To support F06.71, the treating provider must explicitly document the presence of behavioral disturbance in their assessment or plan — general terms like agitation, irritability, aggression, sleep disturbance, or wandering qualify when linked to the neurocognitive disorder. Observations documented only in nursing notes or by family members, without a corresponding physician/provider diagnostic statement, are insufficient to support this code under ICD-10-CM Official Coding Guidelines outpatient rules.
Can F06.70 or F06.71 Be Used for Post-Stroke Cognitive Impairment?
No. Cognitive deficits following cerebrovascular accidents or hemorrhage are captured by the I69 sequelae code family (I69.01–, I69.11–, I69.21–, I69.31–, I69.81–, I69.91–), which are listed as an Excludes1 exception for F06.7x.

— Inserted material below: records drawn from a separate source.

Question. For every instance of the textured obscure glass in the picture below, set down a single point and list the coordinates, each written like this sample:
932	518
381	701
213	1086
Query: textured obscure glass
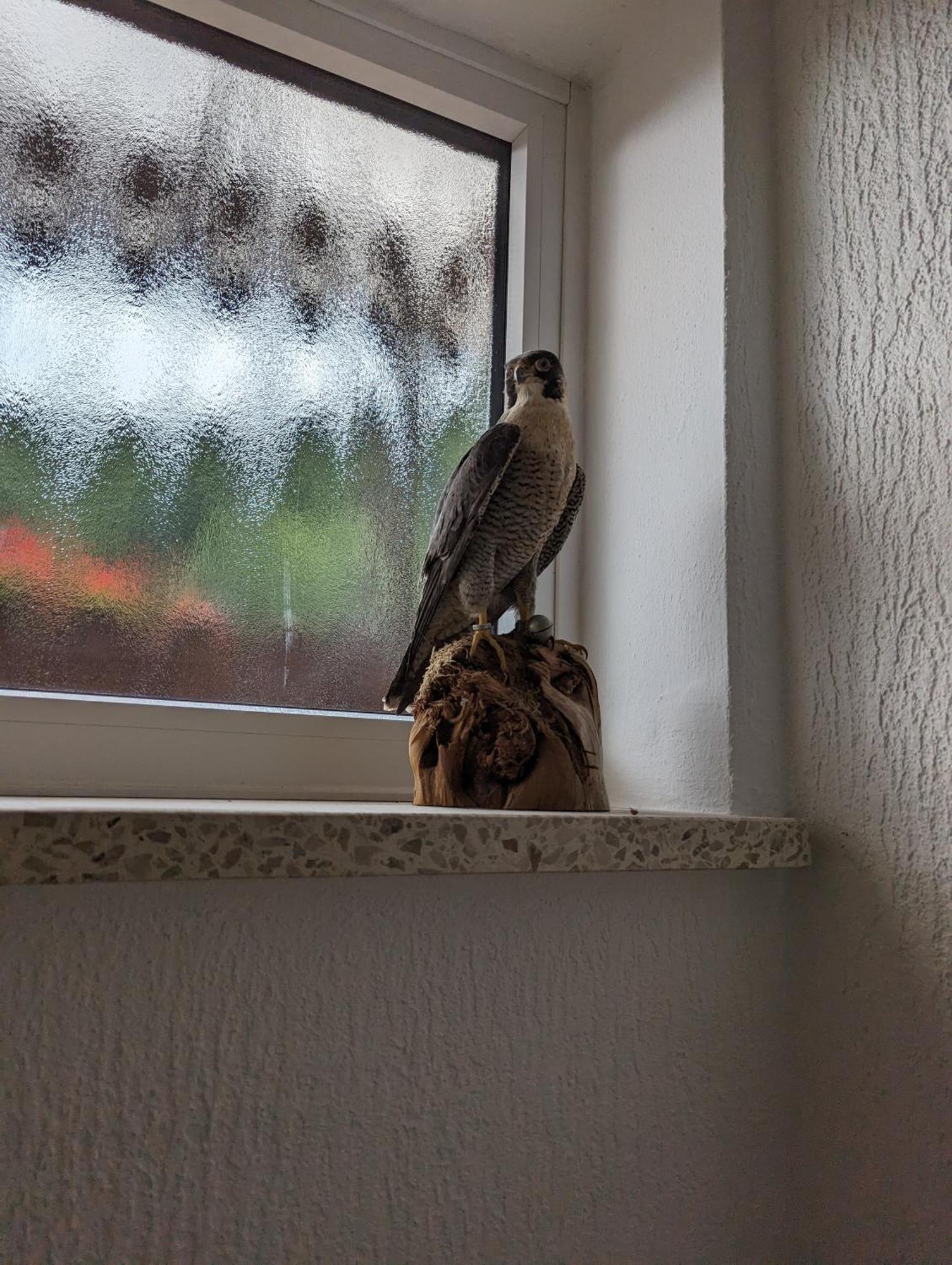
246	333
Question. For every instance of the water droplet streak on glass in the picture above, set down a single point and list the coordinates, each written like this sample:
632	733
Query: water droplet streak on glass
245	336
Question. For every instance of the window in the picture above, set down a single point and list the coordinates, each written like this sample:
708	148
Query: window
252	311
247	326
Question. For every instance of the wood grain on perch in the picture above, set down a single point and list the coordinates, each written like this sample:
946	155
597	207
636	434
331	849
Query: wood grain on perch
526	739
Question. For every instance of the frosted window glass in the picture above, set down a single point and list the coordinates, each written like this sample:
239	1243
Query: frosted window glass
246	332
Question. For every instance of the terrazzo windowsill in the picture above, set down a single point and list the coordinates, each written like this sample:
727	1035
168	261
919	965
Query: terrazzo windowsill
136	841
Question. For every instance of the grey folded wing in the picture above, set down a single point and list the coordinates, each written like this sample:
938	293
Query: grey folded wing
560	533
460	512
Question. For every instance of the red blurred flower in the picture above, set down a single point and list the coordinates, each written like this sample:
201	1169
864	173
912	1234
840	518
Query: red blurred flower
26	552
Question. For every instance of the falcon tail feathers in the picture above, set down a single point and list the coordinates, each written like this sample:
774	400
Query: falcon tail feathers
404	685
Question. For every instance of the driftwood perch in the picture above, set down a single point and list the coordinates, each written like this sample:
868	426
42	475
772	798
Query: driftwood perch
531	739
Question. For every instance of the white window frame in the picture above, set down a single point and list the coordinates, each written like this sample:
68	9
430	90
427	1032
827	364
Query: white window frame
66	744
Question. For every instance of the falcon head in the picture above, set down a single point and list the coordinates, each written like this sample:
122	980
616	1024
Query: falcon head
535	374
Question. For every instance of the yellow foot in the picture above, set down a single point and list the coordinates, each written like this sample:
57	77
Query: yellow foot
483	634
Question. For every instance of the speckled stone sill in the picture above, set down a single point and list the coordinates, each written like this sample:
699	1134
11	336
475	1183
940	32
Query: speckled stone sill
137	841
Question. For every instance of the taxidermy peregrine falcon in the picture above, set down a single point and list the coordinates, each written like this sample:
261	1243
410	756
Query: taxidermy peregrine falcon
504	514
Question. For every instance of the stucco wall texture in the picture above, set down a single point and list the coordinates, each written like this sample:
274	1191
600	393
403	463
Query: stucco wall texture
521	1071
866	312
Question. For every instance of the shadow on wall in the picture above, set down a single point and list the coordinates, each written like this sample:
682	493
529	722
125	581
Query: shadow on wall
866	305
652	595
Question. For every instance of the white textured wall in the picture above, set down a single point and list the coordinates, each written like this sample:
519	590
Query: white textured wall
866	192
521	1070
653	585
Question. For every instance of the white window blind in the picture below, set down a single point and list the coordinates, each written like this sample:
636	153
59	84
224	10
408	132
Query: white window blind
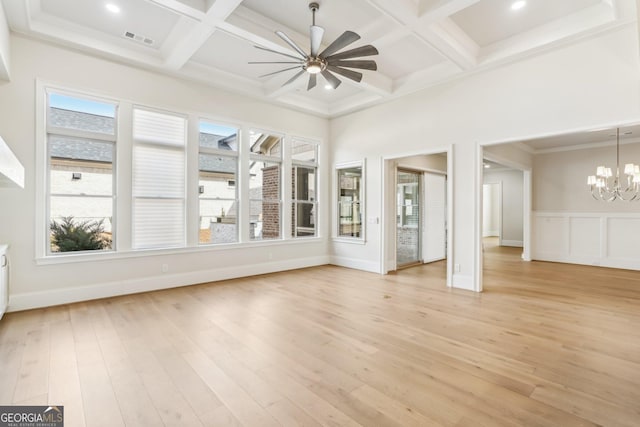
158	128
158	180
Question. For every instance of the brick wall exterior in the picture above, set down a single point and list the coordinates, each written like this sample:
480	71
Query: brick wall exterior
270	206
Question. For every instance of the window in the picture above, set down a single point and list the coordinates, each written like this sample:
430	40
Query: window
81	141
350	197
218	169
158	179
265	183
304	188
241	173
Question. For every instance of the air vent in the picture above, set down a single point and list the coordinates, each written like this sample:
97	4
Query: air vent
139	38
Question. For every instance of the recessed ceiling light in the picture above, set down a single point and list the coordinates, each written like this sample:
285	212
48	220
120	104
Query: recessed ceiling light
519	4
113	8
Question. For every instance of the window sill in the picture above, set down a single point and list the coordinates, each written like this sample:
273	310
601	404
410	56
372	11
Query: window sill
143	253
351	240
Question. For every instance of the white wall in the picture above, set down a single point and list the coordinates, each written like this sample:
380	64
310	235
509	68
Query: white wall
592	83
34	284
5	52
491	207
425	162
512	204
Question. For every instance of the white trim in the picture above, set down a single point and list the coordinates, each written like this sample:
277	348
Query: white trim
357	264
386	264
527	196
594	253
50	298
92	256
463	282
476	271
362	164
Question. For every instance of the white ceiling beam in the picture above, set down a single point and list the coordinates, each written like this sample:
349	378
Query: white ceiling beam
436	10
180	8
432	26
403	12
188	36
452	43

An Excludes1 note means the two code groups cannot be assigned together for the same condition — F06.7x is not appropriate for post-stroke cognitive presentations.
Key Takeaways
- F06.7 is a non-billable parent code — always use F06.70 (without behavioral disturbance) or F06.71 (with behavioral disturbance) on actual claims.
- The “code first” instruction is mandatory: the underlying physiological condition must be sequenced before F06.70 or F06.71 on every claim.
- F06.7x requires an identified, documented etiological link between the physiological condition and the cognitive symptoms — unknown etiology maps to G31.84, not F06.7x.
- F06.71 demands explicit provider documentation of behavioral disturbance — coders cannot infer this from ancillary notes alone.
- The most frequent coding errors involve incorrect sequencing, using the non-billable parent, and confusing F06.7x with G31.84 or I69 sequelae codes.
- Both F06.70 and F06.71 group to MS-DRG 884 in inpatient settings and support medical necessity for neuropsychological testing (CPT 96132–96133) and cognitive care planning (CPT 99483).
- Verify annually against the CMS ICD-10-CM Official Coding Guidelines to confirm no updates have been applied to this subcategory.
For broader context on ICD-10-CM Official Coding Guidelines as they apply to mental disorder sequencing, coders may also reference the AHA Coding Clinic for case-specific guidance published by the American Hospital Association.